Download or read book Juan Goytisolo written by Alison Ribeiro de Menezes and published by Tamesis Books. This book was released on 2005 with total page 222 pages. Available in PDF, EPUB and Kindle. Book excerpt: This book assesses Goytisolo's contribution to cultural debates in Spain since the sixties and revises the prevailing critical interpretation of his fiction, arguing that his works represent an ethical engagement with postmodernist theory rather than an illustration of it. This monograph offers two new perspectives on Spanish writer, Juan Goytisolo. First, under the themes of authorship and dissidence, it integrates his writing across several genres, providing a rounded assessment of his contribution to cultural debates in Spain since the sixties and arguing that resistance to repressive discourses characterizes his essays and autobiographies as much as his fiction. Second, it revises the prevailing critical interpretation of Goytisolo's fiction by building on four premises: that his novels are less clearly oppositional than prevailing interpretations imply; that, in order to engage with discourses of identity, he employs an idiom which, contrary to his own statements, is not a poststructuralist autonomous world of words; that a textual practice grounded in the recognizable experience of post-Civil War Spain, rather than one which seeks out the realm of pure textuality, is essential to Goytisolo's subversive political intentions; and that the autobiographical element of much of his work constitutes a more complex narrative aesthetic than has been appreciated. The book argues that ifGoytisolo's work is interpreted as an ethical engagement with postmodernist theory, rather than as an illustration of it, then certain contradictions for which he has been criticized are seen in a new and valuable light. ALISON RIBEIRO DE MENEZES is a Senior Lecturer in Spanish at University College Dublin.

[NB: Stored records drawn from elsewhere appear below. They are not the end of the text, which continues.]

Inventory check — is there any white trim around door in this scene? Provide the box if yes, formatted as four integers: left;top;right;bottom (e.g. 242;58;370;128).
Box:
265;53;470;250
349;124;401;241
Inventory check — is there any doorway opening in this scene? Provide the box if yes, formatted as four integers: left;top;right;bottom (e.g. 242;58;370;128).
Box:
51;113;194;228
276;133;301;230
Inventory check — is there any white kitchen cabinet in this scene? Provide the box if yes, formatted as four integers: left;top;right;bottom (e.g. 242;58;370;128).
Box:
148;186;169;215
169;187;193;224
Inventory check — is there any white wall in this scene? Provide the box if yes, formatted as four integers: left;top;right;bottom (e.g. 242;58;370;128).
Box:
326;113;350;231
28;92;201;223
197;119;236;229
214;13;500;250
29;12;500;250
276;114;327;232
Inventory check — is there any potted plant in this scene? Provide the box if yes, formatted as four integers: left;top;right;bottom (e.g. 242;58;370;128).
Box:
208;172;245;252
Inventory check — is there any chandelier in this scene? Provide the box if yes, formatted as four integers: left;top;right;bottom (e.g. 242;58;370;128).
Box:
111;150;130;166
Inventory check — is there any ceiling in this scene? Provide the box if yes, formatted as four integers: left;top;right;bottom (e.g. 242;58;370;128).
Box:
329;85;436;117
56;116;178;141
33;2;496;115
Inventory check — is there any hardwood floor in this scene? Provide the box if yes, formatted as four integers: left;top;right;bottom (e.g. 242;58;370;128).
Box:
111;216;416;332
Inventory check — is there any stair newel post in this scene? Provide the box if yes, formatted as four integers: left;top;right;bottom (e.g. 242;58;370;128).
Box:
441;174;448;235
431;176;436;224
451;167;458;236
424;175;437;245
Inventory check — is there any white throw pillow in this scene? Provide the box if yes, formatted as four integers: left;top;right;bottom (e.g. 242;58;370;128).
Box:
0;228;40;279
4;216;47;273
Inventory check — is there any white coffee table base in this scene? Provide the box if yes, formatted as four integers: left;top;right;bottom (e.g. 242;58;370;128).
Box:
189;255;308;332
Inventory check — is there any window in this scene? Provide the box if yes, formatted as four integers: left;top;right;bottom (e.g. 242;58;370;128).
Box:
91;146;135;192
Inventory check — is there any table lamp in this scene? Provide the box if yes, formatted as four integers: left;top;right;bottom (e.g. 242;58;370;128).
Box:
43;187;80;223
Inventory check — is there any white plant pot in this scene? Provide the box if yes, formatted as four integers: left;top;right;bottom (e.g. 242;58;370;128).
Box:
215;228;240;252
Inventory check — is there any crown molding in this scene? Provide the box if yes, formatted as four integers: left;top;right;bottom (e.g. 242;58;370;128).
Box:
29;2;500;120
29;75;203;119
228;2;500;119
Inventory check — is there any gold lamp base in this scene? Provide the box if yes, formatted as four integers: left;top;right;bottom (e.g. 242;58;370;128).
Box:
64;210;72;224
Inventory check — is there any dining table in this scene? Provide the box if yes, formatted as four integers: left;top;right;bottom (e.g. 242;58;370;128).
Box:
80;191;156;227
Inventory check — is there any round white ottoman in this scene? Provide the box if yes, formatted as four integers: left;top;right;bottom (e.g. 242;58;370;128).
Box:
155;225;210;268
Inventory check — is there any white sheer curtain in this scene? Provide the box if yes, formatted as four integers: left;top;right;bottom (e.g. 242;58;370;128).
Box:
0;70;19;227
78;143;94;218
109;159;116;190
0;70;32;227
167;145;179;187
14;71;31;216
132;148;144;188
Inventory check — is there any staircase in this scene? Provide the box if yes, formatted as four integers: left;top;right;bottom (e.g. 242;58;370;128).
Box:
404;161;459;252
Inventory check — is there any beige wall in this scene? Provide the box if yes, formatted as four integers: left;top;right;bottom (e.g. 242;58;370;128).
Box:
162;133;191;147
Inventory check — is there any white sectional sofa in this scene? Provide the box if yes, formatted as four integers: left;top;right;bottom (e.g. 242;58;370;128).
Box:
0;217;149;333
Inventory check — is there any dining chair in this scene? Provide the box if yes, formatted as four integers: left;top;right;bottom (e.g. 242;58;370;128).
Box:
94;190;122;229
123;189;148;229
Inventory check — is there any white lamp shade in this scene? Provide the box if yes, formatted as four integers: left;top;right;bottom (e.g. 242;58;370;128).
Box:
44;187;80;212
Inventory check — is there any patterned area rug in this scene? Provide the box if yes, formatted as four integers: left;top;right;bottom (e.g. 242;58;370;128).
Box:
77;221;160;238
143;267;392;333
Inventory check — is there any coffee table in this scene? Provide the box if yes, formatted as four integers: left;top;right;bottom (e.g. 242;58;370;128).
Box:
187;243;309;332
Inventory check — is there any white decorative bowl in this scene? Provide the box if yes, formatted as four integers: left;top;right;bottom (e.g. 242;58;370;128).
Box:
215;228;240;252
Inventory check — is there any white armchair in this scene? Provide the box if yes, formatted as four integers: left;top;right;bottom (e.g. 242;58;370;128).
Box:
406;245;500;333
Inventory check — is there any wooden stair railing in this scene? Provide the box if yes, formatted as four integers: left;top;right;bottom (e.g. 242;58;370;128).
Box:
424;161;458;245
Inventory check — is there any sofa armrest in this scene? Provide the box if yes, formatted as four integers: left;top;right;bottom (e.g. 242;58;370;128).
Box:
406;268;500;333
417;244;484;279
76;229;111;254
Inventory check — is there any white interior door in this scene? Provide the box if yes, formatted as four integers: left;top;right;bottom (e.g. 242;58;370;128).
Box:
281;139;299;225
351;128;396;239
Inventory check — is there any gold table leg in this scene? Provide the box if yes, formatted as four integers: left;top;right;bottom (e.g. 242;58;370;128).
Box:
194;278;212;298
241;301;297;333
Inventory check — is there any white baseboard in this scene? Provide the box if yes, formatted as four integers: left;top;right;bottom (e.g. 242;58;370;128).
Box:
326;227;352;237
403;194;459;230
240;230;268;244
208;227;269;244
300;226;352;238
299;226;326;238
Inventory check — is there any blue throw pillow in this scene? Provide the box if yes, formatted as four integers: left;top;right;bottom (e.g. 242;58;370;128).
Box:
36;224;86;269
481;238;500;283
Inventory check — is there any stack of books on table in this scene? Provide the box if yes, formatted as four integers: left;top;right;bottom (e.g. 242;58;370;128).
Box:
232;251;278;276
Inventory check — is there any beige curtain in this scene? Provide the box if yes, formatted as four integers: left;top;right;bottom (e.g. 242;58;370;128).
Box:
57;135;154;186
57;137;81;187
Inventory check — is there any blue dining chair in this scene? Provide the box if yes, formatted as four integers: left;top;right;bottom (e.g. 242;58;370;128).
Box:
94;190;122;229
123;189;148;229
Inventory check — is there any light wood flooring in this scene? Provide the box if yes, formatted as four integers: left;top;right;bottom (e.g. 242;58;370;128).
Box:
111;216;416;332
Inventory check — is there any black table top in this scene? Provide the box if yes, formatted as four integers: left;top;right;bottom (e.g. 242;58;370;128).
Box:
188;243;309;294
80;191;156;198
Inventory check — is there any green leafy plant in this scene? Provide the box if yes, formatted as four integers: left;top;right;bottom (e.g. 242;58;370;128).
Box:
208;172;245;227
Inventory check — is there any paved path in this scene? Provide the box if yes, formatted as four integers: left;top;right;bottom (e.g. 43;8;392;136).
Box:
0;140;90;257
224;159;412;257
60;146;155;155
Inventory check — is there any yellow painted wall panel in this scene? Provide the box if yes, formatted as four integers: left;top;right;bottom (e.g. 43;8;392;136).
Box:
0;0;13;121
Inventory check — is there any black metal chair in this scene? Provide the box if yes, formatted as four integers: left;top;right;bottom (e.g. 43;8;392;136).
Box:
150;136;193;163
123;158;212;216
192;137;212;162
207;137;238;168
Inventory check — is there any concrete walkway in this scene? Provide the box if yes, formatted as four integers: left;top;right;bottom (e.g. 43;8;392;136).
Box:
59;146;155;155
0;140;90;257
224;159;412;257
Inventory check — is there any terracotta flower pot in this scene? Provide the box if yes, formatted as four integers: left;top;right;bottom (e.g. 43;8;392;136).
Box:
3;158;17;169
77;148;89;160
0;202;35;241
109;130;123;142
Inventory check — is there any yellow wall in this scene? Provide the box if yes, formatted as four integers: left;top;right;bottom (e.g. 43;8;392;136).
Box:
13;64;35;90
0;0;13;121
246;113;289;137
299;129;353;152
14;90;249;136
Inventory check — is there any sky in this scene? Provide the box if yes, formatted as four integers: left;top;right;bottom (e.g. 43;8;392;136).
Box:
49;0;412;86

Download or read book Juan Goytisolo and the Poetics of Contagion written by Stanley Black and published by Liverpool University Press. This book was released on 2001-01-01 with total page 276 pages. Available in PDF, EPUB and Kindle. Book excerpt: Juan Goytisolo is arguably Spain’s foremost contemporary novelist. This book is one of the few major studies in English to examine all of his mature works, from Señas de identidad in 1966 to Las semanas del jardín, published in 1997. It focuses on the interface between the thematic content of the novels and its formal expression, viewing this as the crucial nexus of their meaning. Goytisolo’s writing is, in his own words, a "commitment of myself ... for a transformation of the world". The Poetics of Contagion dissects the nature of the relationship between writer and reader to show how Goytisolo’s political commitment is reflected in his work.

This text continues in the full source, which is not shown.